「Virginia ヴァージニア」:自由で耽美な個人映画
映画『Virginia ヴァージニア』は、近年寡作な上に小品の単館公開ばかりというフランシス・フォード・コッポラ作品。 娘ソフィアの『SOMEWHERE』に出演したエル・ファニングを使って、自由闊達にやりたい放題です。なんか晩年の新藤兼人の「自由さ」に近いものを感じますね。
とにかく映像が美しくって、もう今更「実験的」でもないのですけど、モノクロとカラーを行き来しつつの耽美追究です。特にモノクロの中に差し色の赤だけが鮮烈だったりする素晴らしさは、やはり眼福。

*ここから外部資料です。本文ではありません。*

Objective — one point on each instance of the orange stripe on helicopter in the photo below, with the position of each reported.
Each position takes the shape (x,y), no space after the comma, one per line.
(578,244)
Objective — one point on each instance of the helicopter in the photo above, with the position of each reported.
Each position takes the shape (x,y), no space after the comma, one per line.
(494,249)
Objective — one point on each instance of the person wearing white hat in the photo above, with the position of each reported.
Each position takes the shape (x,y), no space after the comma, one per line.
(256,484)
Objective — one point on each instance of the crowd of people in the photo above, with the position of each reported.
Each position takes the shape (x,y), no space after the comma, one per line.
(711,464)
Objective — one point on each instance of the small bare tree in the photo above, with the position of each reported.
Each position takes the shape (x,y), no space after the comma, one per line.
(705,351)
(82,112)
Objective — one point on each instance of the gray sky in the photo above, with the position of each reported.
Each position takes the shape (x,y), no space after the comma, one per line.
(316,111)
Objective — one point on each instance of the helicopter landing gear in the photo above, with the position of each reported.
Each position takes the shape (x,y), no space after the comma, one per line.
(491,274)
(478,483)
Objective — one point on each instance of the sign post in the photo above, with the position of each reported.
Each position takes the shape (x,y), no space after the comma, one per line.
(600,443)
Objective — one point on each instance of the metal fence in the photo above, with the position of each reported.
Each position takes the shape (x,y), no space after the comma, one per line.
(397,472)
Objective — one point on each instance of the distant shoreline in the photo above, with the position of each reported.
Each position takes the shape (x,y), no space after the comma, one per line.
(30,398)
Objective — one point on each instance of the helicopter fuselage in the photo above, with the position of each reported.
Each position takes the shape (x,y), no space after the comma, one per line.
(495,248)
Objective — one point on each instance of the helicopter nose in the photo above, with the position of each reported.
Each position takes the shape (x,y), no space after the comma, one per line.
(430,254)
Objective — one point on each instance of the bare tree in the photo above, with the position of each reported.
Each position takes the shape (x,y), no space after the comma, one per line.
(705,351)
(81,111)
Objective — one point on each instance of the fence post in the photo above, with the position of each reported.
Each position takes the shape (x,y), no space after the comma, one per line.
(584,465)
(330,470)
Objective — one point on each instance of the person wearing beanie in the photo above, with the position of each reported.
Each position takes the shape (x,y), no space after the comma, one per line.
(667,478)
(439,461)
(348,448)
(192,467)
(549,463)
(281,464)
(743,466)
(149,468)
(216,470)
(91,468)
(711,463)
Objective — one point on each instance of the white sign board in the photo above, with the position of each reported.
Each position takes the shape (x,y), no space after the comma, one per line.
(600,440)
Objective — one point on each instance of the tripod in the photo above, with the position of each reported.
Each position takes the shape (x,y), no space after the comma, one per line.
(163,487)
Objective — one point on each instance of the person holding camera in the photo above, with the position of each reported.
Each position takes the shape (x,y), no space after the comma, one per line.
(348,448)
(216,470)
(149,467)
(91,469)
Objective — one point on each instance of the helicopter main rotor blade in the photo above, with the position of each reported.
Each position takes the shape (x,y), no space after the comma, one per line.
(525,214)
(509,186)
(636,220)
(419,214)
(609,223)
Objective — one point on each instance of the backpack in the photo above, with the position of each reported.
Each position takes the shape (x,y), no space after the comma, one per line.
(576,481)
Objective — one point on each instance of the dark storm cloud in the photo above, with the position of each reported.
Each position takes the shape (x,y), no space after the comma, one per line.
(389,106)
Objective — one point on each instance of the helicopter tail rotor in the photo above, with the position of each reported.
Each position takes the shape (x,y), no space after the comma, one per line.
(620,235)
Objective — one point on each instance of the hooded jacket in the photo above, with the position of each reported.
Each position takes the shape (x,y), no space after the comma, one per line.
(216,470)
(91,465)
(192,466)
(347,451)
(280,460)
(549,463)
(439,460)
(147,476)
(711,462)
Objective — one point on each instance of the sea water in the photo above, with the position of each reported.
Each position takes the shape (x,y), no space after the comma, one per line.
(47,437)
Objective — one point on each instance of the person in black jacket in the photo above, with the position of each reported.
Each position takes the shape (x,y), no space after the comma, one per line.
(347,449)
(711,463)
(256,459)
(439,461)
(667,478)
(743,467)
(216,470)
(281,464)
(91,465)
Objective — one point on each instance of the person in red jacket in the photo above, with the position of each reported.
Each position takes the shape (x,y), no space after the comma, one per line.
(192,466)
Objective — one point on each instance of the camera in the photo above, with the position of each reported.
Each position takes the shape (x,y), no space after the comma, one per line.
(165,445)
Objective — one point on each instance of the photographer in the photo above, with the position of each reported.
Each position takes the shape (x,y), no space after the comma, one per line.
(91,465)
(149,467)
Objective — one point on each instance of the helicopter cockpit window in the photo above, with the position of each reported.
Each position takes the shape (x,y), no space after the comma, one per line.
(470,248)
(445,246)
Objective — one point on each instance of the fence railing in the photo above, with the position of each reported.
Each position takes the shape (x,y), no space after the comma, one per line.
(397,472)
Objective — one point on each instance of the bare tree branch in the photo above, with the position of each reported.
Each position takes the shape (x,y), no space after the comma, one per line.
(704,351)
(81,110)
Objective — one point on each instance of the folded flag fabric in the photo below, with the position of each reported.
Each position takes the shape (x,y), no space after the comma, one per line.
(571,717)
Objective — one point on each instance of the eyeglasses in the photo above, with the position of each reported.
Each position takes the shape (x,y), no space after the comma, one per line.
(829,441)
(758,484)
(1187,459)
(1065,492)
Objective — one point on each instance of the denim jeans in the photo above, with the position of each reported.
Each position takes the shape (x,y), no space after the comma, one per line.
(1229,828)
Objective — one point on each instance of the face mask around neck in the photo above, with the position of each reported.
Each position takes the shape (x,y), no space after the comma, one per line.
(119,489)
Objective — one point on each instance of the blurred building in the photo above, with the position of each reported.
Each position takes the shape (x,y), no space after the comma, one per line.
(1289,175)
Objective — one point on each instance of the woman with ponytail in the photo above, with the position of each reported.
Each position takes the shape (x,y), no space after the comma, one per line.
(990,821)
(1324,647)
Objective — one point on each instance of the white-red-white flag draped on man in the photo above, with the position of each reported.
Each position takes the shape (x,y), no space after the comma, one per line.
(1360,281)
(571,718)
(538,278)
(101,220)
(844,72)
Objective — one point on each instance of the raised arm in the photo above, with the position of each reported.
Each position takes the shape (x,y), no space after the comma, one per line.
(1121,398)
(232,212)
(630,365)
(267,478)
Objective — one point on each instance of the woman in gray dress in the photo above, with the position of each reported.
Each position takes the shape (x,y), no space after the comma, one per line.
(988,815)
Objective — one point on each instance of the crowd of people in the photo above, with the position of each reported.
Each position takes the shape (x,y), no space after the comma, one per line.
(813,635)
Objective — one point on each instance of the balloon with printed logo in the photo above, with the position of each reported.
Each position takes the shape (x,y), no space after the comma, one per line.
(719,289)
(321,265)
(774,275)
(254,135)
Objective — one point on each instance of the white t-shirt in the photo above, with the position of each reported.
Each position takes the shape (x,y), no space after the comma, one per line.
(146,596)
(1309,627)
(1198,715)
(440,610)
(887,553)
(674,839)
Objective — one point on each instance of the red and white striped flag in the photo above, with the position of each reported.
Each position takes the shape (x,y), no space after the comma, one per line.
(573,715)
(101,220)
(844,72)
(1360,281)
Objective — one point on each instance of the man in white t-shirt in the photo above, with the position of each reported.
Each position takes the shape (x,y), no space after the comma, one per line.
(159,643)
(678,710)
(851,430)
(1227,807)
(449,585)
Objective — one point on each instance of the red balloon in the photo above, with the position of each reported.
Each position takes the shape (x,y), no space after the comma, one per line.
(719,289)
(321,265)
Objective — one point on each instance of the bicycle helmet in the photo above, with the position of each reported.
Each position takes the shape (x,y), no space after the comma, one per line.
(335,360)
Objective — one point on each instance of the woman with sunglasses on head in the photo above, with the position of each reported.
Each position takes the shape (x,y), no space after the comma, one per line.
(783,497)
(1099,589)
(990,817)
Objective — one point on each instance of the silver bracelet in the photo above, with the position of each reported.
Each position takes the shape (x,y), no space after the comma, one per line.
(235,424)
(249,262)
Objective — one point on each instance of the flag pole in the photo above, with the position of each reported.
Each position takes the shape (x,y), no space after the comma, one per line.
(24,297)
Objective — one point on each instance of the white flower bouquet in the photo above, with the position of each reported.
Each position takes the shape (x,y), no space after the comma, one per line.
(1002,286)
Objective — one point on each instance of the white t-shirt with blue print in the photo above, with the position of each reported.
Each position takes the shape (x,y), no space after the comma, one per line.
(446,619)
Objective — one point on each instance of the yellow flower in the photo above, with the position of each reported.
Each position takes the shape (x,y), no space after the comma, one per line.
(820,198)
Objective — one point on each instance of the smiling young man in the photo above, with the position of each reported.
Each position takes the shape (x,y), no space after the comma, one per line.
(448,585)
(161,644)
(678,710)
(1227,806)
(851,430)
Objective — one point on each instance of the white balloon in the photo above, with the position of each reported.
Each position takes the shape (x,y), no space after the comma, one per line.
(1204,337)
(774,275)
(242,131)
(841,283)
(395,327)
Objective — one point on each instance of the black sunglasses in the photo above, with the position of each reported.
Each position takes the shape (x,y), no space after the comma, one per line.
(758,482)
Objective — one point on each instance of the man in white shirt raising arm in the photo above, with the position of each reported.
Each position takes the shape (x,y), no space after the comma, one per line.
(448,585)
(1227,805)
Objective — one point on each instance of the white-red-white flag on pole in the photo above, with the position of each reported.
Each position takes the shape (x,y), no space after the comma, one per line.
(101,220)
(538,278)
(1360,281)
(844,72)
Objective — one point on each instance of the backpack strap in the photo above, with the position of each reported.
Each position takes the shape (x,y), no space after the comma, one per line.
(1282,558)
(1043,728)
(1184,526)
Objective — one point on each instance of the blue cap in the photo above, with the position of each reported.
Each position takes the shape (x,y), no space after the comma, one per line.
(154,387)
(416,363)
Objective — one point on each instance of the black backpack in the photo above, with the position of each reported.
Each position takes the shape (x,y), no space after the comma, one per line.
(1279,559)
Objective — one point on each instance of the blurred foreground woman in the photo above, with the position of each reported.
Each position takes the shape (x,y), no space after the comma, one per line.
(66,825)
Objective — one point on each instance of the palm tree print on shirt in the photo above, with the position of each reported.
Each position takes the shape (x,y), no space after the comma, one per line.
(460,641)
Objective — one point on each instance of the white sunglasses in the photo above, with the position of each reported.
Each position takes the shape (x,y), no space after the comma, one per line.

かと思うと、やけに素人っぽかったり、(コッポラの出自であるところの)ロジャー・コーマンぽかったりもするのですが・・・。
この闇の中をたゆたう、この世のものならぬエル・ファニングを見るだけでいいような映画ではあります。コッポラも耽美に走り、趣味に走った(エドガー・アラン・ポーまで登場させちゃったりして)あげく、かなりいいかげんなラストで「はい、おわり!」にしちゃった89分ではありました。
主人公の小説家(ヴァル・キルマー)の娘の事故死と自責の念って、それコッポラの息子のことじゃないですか! ボート事故ってことまで同じです。 うーむ、実に個人映画です。自由と言えば自由ですけど・・・。
それにしてもヴァル・キルマー太ったなあ。彼がカッコ悪くて魅力なしなもんで、この映画の世界には合わないっす。 そしてほんっと久々に見ました、ブルース・ダーン! 面影は残しつつも、完全にジジイになってました。 そしてクセの強いナレーションは、なんとトム・ウェイツでした(なぜ?)。